The council voted 4-0 (Mayor Jan Marx abstained because her home is in a permit zone) to charge residents $10 annually for permits, much in part due to a projected $15,000 shortfall in this year’s operating budget for the parking permit program.
If the ordinance amendment passes final adoption at the July 19 council meeting, residents of households in the eight permit zones will be allowed to purchase a maximum of two passes.
San Luis Obispo Parking Services Manager Robert Horch said 1,512 permits will be up for sale. However, Horch estimates a total of 2,832 parking spaces in the permit districts, leaving at least 1,320 spots vacant.
Though the council voted unanimously for the authorization of fees, there was hardly a consensus over whether or not the residential parking permit program should continue to exist.

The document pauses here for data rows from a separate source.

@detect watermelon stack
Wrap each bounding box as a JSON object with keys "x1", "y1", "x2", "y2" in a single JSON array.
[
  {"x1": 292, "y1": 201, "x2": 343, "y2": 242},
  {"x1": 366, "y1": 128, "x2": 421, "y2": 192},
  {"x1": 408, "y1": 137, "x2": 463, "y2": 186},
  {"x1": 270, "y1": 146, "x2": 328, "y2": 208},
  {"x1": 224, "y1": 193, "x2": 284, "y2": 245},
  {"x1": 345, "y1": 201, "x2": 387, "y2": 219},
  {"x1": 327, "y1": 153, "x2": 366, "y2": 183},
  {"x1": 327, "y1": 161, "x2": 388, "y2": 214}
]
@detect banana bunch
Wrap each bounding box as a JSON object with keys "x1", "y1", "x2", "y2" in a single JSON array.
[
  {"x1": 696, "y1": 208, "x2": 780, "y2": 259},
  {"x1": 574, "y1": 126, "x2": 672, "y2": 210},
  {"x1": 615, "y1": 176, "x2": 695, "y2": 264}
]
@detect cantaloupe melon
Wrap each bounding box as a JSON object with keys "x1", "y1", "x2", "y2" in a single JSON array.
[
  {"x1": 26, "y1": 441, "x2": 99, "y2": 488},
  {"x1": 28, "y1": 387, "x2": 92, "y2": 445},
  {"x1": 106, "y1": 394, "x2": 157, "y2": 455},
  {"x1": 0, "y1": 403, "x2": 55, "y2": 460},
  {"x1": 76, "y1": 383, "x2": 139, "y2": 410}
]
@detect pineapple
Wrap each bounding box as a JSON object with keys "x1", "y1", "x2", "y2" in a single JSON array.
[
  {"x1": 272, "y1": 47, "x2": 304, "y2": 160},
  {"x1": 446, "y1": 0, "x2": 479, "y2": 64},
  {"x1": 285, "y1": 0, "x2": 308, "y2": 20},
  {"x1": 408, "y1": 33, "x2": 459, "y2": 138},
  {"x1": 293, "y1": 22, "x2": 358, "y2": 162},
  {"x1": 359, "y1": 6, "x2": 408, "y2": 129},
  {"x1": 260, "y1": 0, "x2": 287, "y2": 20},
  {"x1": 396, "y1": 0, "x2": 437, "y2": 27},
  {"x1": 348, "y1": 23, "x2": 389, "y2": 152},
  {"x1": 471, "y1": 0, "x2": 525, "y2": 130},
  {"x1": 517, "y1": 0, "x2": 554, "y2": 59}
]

Council member Dan Carpenter voted for the fees in opposition to residents subsidizing neighbor parking. However, Carpenter said he opposes the permit issuance altogether.
“I’m not a fan of these parking districts,” Carpenter said. “It just pushes the problem to another neighborhood, and I’ve heard it from so many people who have experienced that, and it is really not an ethical thing to do.”

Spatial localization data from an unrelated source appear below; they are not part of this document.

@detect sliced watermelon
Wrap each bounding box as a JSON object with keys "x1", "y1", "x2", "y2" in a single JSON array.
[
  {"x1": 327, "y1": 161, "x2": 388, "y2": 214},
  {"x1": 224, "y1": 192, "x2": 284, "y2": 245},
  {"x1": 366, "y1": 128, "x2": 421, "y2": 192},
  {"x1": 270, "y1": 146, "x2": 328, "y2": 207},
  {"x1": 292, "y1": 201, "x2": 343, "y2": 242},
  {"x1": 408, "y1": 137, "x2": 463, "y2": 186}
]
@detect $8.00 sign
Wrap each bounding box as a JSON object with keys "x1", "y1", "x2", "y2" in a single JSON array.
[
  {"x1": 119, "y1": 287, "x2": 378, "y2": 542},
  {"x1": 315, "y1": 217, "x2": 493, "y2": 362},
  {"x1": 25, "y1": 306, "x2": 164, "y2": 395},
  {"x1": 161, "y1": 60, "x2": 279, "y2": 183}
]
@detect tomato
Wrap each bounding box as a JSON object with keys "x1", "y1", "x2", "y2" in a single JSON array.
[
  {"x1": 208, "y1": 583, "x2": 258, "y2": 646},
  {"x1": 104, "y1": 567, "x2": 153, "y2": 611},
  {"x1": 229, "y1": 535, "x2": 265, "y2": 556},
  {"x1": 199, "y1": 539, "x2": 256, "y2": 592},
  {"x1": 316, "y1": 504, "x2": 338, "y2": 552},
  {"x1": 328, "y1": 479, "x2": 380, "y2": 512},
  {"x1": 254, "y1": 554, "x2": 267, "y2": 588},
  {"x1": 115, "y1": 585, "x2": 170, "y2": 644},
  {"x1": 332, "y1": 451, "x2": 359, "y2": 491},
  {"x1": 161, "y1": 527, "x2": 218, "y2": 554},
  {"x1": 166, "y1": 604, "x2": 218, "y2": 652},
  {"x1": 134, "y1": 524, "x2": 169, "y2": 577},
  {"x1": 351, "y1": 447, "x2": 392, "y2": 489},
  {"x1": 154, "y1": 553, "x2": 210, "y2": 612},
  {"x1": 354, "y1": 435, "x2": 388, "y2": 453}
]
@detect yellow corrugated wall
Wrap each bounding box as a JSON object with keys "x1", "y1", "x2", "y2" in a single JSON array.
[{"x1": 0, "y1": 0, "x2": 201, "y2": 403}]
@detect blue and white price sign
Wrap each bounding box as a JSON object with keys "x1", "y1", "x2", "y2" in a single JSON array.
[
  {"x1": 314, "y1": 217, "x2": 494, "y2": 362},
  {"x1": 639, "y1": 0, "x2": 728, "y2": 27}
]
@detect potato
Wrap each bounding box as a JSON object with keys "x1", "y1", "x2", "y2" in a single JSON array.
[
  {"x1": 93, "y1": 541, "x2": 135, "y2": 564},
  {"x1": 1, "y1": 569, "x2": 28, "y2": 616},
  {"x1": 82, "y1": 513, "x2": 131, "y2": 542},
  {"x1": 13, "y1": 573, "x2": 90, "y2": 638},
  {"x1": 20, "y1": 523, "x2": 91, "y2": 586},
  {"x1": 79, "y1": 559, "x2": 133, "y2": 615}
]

While some speakers during public comment supported the fees and the continuation of permit issuance, the majority did not. A myriad of complaints addressed issues ranging from the frequent production of fraudulent permits to the citation of hospice care providers for parking in the districts.
Some residents, such as Yvonne Printup, live in the permit zones and want them removed.
“The whole neighborhood has suffered,” Printup said. “We have to play musical cars when we take the trash out.”